A comparison of urinary bladder weight in male and female mice across five models of diabetes and obesity

Front Pharmacol. 2023 Feb 20:14:1118730. doi: 10.3389/fphar.2023.1118730. eCollection 2023.

Abstract

Introduction: Diabetes often leads to lower urinary tract dysfunction. The most frequently assessed parameter of urinary bladder dysfunction in animal models of diabetes is an enlargement of the bladder, which is consistently observed in type 1 and less consistently in type 2 diabetes. The vast majority of studies on bladder weight in animal models of diabetes and obesity has been performed in males, and no studies have directly compared this outcome parameter between sexes. Methods: Therefore, we have compared bladder weight and bladder/body weight ratio in five mouse models of obesity and diabetes (RIP-LCMV, db/db, ob/ob (two studies), insulin receptor substrate 2 (IRS2) knock-out mice and mice on a high-fat diet; pre-specified secondary analysis of a previously reported study). Results: In a pooled analysis of the control groups of all studies, females exhibited slightly lower glucose levels, lower body weight, and lower bladder weight, but bladder/body weight ratio was similar in both sexes (0.957 vs. 0.986 mg/g, mean difference 0.029 [-0.06; 0.118]). Among the six diabetic/obese groups, bladder/body weight ratio was similar in both sexes in three but smaller in female mice in three other groups. The mRNA expression of a panel of genes implied in the pathophysiology of bladder enlargement and/or fibrosis and inflammation did not differ systematically between sexes. Conclusions: We conclude that sex differences in diabetes/obesity-associated bladder enlargement may be model dependent.

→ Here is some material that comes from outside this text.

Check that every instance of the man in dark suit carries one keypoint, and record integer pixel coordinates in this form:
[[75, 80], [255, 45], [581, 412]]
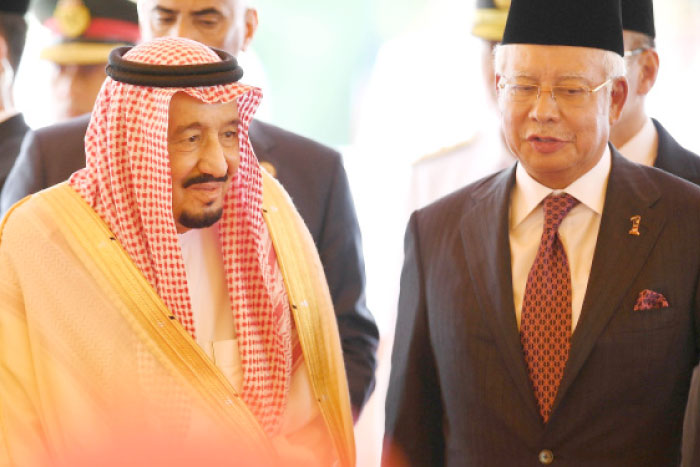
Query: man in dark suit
[[13, 33], [548, 313], [638, 137], [311, 173]]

Keywords: bladder; diabetes; hypertrophy; mouse; obesity; sex difference.

Grants and funding

This analysis and/or the underlying studies had been funded by Landesoffensive zur Entwicklung wissenschaftlich-ökonomischer Exzellenz (LOEWE; LOEWE Center for Translational Medicine and Pharmacology) of the State of Hessen, Germany (to UC), by TÜBITAK-SBAG 118S443 (to EAI), and by Deutsche Forschungsgemeinschaft Mi 294/10-1 (to MCM). Some underlying studies were performed and funded by Sanofi-Aventis for purposes unrelated to this manuscript. The commercial and non-commercial funders were not involved in the design of the study; the collection, analysis, and interpretation of data; writing the report; and did not impose any restrictions regarding the publication of the report.